You don't need to join anything to follow it. You don't need to believe it completely before you try it. You just need to be willing to pay attention.
---
## Daily
**In the morning, before anything else — three breaths.**
One for your body. One for your mind. One for the world outside yourself.
It takes thirty seconds. The point isn't the breathing — it's the pause. Most days we go from unconscious to reactive without ever passing through aware. This interrupts that.
After the breaths, pick one idea to carry through the day. Something worth noticing: *am I being honest right now? Am I taking more than I'm giving? Is what I'm doing today something I'd be glad about in ten years?* Not as a judgment. As a quiet question you keep in your pocket.
**At some point during the day, before significant work:**
Ask yourself whether you're trying to understand something or control it. The difference matters more than it sounds. Most damage — personal, social, environmental — comes from people who stopped being curious and started being certain. Stay on the curious side as long as you can.
**In the evening, one question:**
*Was I in balance today?* Not perfect — balance isn't perfection. Just: did I give and take roughly fairly? Did I learn something? Did I add to the world or subtract from it? Notice, without punishing yourself. Then sleep.
---
## Weekly
Once a week, spend twenty minutes doing nothing useful.
No phone, no music, no reading. Sit, walk, or work with your hands on something simple. Let your mind go where it goes.
This sounds trivial. It isn't. Most people in modern life never let their attention rest without filling the gap immediately. The ideas that actually matter to you — what you believe, what you want, what you're afraid of — tend to surface in that gap, if you let it open.
Also once a week, ask yourself two questions:
*What did I learn this week?*
*What did I take care of?*
Learning and care are the two things that seem to give human life consistent meaning across cultures, across history.

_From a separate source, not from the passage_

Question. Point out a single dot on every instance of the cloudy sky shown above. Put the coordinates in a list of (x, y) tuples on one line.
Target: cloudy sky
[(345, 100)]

If a week passes where the answer to both is "nothing," don't spiral — just notice, and begin again.
---
## Seasonally
Four times a year, the balance of light shifts noticeably. These moments have been marked by almost every culture that ever existed, for good reason — they're real, observable, and they give you a natural structure for thinking in longer arcs than a week.
**Spring equinox** *(around 20 March)*
Begin something. It doesn't have to be large. Name one question you want to live with for the next few months — something you genuinely don't know the answer to.
**Summer solstice** *(around 21 June)*
Share something you've learned. Teach one thing to one person. Write something down. The knowledge that stays only inside one person eventually disappears.
**Autumn equinox** *(around 22 September)*
Review. What came of what you started in spring? Write it down — not to judge it, but to remember it. Express gratitude to someone who helped you understand something, this year or any year.
**Winter solstice** *(around 21 December)*
Rest. Accept that the year had gaps and failures and unfinished things. They're part of it. In the darkest point, the next cycle is already beginning — you just can't see it yet. You don't need to.
---
## A personal commitment
This is optional, and private. Speak it aloud when it feels true — not as membership in anything, but as a statement of what you're trying to do:
> *I want to understand more than I want to be right.*
> *I want to contribute more than I consume.*
> *I accept that I'm part of something I didn't start and won't finish.*
> *I'll try to leave it a little better than I found it.*
> *When I fail at this, I'll start again.*
---
## On starting
Don't try to do all of this at once. Start with the morning pause. Add the weekly silence when it feels natural. Mark one seasonal threshold before you mark four.
The point isn't the practice. The point is that a life with some deliberate rhythm in it tends to feel more like yours than one without.